In light of the remarks the council motioned and voted in favor of waiving the rules preventing immediate discussion of public comment during city sessions.
The following day, Tuesday, November 15, 2022, the Huntington City Council by way of Council Chairwoman Holly Mount issued a memorandum to Mayor Steve Williams stating that, “pursuant to Article Three, Section 3.7 of the City Charter,” a special meeting of the council would take place at the City Council Chambers on Friday, November 18, 2022, at 5:00pm.
It would be in this meeting that the council intended to authorize the appointment of “an independent qualified person to conduct an investigation of the expenditures of micro-grant and/or American Rescue Plan Act funds allocated to 9th District Council Member Dale Anderson; and authorizing the chair to file a complaint with the West Virginia Ethics Commission regarding the same.”
Former Councilman Anderson’s resignation notably was announced mere hours prior to the special meeting scheduled to take place during which his ethical behavior was to be the central topic of discussion.
As for Mountain State Strategies political consultant Michael Dillon, an extensive record of fraudulent practices dating back years is a not-so-well-kept secret in political circles throughout the Mountain State.
Despite his long-spanning background of nefarious dealings, Dillon’s involvement with local political figures has somehow continued, with Dillon having “worked” with a number of folks involved in the 2022 primary elections, including sitting incumbent for the 28th District, Republican Josh Booth who was ultimately unseated by a single vote.
Those who have involved themselves with Dillon in the past tend to paint a similar picture of events as did Billy Ray at Monday’s meeting of the Huntington City Council; that being a sequence of: offer made, funds allocated, funds nowhere to be found, flimsy excuse pertaining to injury or illness, Dillon absconds with funds.
One could surmise that the reason so many affected by this behavior choose not to pursue legal action is that the funds in question are, generally speaking, relatively small in the grand political scheme. As such, it wouldn’t be unreasonable to assume that many actively busy individuals in the political realm would sooner forget about such an incident altogether than jump through legal hoops in pursuit of a few thousand dollars.

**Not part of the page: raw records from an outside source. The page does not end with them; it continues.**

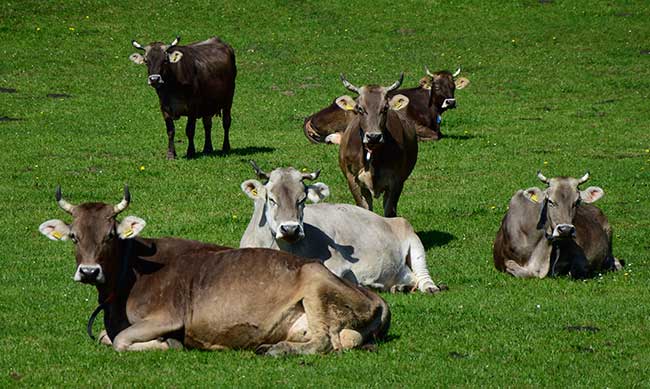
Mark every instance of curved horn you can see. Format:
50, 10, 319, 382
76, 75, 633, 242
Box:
537, 170, 551, 185
302, 169, 320, 180
250, 160, 269, 180
131, 39, 144, 51
341, 73, 360, 94
54, 185, 74, 215
386, 72, 404, 93
113, 184, 131, 215
578, 172, 589, 185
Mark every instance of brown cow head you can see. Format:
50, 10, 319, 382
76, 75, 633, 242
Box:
241, 161, 329, 243
38, 186, 146, 284
420, 66, 469, 114
524, 172, 605, 240
336, 73, 409, 153
129, 37, 183, 88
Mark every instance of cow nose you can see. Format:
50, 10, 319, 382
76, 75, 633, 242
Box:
442, 99, 456, 109
364, 132, 384, 144
149, 74, 162, 85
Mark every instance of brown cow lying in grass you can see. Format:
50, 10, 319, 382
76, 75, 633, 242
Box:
39, 188, 390, 356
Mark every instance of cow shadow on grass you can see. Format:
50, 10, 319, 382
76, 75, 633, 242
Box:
185, 146, 275, 159
417, 230, 456, 250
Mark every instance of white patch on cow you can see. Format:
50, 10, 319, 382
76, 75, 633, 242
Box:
129, 53, 144, 65
388, 95, 410, 111
307, 182, 330, 204
117, 216, 147, 239
38, 219, 70, 240
580, 186, 605, 203
169, 50, 183, 63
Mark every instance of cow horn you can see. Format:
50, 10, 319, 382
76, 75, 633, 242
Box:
250, 160, 269, 180
302, 169, 320, 180
578, 172, 589, 185
113, 184, 131, 215
537, 170, 551, 185
386, 72, 404, 93
131, 39, 144, 50
341, 73, 360, 94
54, 185, 74, 215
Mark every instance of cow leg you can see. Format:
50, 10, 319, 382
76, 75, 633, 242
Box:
221, 107, 232, 153
203, 116, 214, 154
345, 172, 372, 209
185, 116, 196, 158
384, 182, 404, 217
165, 117, 176, 159
113, 320, 182, 351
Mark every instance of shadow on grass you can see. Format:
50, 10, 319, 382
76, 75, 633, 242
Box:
417, 230, 456, 250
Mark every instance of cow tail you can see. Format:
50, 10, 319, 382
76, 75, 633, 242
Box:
408, 232, 439, 292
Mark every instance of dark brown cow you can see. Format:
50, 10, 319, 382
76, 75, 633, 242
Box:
129, 37, 237, 159
336, 74, 418, 217
39, 188, 390, 356
493, 173, 622, 278
303, 67, 469, 144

However, in circumstances during which behavior of this sort persists with a great enough consistency, there will be an individual – in this case that individual was one Billy Ray – who will put their foot down on a matter of principle and demand answers.
West Virginians, traditionally, also aren’t highly accepting of dishonorable behavior, so to assume that such schemes could continue to go off without a hitch in the Mountain State is imprudent at the very least.
The City of Huntington announced in the wake of Anderson’s resignation that candidates are being sought to fill the District 9 vacancy within the council, and that applications will be received by the City Clerk from 8:30am to 4:30pm from Monday, November 21 through Tuesday, December 6, 2022.
LOOTPRESS will continue to provide updates on this situation as information becomes available.